A recent crowdfunding campaign shows the global massive support for the idea of clean meat, says Koby Barak, SuperMeat’s chief operating officer and co-founder. ‘While 99% of crowdfunding campaigns fail to reach $100,000 even though they already have a working prototype, we managed to raise more than $200,000 – from 5000 backers – of pre-ordered clean meat products from all around the world by giving vouchers for future purchase of SuperMeat’s products.’ In addition, the company aims to persuade meat companies to use its meat as their raw material instead of conventional meat. Barak says an Israeli meat company is in the process of joining the seed-round of investments at SuperMeat. ‘This cooperation is something that will pave the road for clean meat products to the global market,’ he adds.

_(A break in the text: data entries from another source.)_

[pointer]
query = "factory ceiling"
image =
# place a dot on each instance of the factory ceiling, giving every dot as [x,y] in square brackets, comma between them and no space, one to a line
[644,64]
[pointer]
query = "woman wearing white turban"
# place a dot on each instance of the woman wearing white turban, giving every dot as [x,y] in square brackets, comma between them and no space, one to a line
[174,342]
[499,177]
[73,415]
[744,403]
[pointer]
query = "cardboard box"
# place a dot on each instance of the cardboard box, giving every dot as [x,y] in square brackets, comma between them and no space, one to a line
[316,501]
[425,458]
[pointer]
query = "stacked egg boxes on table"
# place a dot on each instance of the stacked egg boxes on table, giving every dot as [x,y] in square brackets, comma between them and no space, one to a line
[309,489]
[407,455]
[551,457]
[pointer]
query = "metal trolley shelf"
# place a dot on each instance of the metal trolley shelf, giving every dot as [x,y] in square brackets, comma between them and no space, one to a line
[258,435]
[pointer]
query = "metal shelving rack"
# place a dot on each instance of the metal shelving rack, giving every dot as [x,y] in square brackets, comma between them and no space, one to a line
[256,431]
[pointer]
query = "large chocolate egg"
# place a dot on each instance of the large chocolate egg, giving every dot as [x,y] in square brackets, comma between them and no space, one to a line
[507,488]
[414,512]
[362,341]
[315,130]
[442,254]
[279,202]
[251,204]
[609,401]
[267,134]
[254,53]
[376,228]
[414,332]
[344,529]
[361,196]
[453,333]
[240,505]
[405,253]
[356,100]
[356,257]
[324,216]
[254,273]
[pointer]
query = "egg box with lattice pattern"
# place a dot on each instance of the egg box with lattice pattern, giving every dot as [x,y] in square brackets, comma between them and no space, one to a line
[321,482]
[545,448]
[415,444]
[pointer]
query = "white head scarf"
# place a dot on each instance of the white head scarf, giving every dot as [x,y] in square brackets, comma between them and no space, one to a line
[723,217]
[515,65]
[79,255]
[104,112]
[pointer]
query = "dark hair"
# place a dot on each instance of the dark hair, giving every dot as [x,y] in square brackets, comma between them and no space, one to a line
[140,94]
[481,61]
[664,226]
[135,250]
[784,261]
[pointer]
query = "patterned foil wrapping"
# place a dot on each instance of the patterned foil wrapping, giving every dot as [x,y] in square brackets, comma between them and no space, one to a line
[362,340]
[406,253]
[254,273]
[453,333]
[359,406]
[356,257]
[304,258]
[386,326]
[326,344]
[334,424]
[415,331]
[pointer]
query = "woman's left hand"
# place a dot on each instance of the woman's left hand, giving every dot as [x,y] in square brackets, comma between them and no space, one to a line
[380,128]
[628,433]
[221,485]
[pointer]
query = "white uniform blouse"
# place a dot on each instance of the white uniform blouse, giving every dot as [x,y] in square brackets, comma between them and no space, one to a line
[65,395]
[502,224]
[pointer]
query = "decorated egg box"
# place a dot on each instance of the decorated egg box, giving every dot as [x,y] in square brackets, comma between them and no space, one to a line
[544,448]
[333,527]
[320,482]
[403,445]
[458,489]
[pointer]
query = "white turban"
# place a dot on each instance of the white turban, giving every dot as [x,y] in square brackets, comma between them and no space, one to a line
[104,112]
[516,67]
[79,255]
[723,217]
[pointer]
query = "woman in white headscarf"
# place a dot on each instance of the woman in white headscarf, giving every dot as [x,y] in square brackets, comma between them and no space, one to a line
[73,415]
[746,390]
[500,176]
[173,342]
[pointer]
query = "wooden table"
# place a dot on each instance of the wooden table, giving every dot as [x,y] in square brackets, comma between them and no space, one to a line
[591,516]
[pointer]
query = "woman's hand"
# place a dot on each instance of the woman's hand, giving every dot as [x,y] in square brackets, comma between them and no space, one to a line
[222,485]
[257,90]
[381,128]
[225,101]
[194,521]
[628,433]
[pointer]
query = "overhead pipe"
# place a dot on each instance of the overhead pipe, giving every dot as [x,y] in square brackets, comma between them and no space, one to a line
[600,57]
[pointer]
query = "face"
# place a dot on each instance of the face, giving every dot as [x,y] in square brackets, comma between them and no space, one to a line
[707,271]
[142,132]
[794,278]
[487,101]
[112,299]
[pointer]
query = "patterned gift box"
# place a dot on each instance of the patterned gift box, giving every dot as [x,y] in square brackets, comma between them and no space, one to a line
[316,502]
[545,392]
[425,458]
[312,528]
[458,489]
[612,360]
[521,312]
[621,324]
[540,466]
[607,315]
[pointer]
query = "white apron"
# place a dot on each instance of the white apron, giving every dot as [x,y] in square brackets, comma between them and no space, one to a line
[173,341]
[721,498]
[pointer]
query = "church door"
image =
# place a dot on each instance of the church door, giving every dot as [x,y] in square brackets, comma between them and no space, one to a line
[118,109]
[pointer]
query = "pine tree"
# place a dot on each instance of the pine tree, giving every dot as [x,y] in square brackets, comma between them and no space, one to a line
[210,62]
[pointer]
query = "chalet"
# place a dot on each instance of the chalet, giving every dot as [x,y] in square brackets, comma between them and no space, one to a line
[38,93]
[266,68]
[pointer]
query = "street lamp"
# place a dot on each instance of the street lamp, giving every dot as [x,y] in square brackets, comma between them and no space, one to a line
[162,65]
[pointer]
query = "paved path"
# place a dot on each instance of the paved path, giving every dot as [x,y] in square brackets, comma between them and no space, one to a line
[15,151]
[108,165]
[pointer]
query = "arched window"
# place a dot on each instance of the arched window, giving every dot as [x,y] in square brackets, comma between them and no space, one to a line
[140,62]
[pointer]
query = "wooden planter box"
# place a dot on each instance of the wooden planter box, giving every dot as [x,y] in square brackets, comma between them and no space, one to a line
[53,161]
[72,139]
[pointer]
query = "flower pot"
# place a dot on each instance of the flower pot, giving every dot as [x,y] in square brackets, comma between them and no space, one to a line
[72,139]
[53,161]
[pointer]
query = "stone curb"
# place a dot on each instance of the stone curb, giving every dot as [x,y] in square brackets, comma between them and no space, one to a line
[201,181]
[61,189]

However, New Harvest, a US non-profit research institute that funds cellular agriculture, points out the major challenges to commercialisation remain finding a cost-effective medium for cell nutrition; and developing the optimal bioreactor for industrial scale production.

Public perception may be another challenge. Will people buy synthetically engineered food? In early November, New Harvest and the Environmental Law Institute (ELI) in Washington DC launched a project to explore attitudes towards these products with the longer term aim of enabling more strategic investments in research. David Rejeski, who directs ELI’s project on technology, innovation and the environment, says: ‘Given the complex social and cultural forces that shape food consumption, understanding public perceptions will be critical to shaping research investments and commercialisation strategies.’

However, Barak believes these challenges will be overcome, and once they are, it will be a short time before companies see ‘massive funding’ in this field and the creation of clean meat factories all around the world. 

 

Seeking new hides
It’s not all about food. New York biotech company Modern Meadow is working on leather hides. It has genetically engineered a cell-line to produce collagen, a protein found in animal skin. The collagen cells group together to form triple helix collagen molecules, which then form into bundles of nanofibres. The company engineers the nanofibers to have properties such as suppleness and breathability, as well as new properties not possible from animal hide, such as improved strength-to-weight ratio.

Andras Forgacs, co-founder and ceo of Modern Meadow, says their biofabricated product reduces waste by up to 80% compared to traditional leather, since, unlike animal hide, it can be produced according to the size and shape required.

Having raised $53.5m in June 2016, Forgacs is now moving the company from R&D into commercialisation.‘We are going to be manufacturing our products at pilot scale and ultimately bringing them to market sometime in 2018.’